Banyak PR yang harus diselesaikan Kapolri baru tersebut telah memunculkan strategi bagi calon pejabat terkait untuk menyikapinya. Dalam hal ini Komjen Pol Listyo Sigit Prabowo sebagai pejabat calon Kapolri baru telah berkomitmen melalui visi dan misinya untuk membangun kepemimpinan Polri periode 2021-2024 dengan taglinje transformasi POLRI PRESISI yang merupakan abreviasi dari Prediktif, Responsibiltas, dan Transparansi berkeadilan (Presisi).
Konsep Presisi merupakan fase lebih lanjut dari POLRI PROMOTER (PROfesional, MOdern, dan TERpercaya) yang telah digunakan pada periode sebelumnya, dengan pendekatan pemolisian berorientasi masalah (problem oriented policing).

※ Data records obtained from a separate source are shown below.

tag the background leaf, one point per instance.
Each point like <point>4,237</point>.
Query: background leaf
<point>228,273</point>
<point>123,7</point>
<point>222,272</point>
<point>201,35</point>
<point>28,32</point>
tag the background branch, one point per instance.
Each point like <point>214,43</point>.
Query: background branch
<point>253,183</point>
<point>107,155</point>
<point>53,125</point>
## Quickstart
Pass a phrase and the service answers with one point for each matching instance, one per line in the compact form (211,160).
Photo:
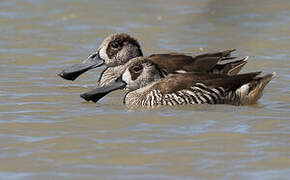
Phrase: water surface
(48,132)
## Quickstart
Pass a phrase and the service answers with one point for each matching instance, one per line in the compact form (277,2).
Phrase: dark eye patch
(137,68)
(115,45)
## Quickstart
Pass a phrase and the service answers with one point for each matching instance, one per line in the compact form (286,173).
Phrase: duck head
(115,50)
(138,72)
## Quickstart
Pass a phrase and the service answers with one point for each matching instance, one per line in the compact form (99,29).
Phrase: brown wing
(180,62)
(176,82)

Dalam kepemimpinan POLRI PRESISI, ditekankan pentingnya kemampuan pendekatan pemolisian prediktif (predictive policing) agar Polri mampu menakar tingkat gangguan keamanan dan ketertiban masyarakat (kamtibmas) melalui analisa berdasarkan pengetahuan, data, dan metode yang tepat sehingga dapat dicegah sejak awal mula. Kata responsibilitas dan transparansi berkeadilan menyertai pendekatan pemolisian prediktif yang ditekankan agar setiap insan Bhayangkara mampu melaksanakan tugas Polri secara cepat dan tepat, responsif, humanis, transparan, bertanggung jawab, dan berkeadilan.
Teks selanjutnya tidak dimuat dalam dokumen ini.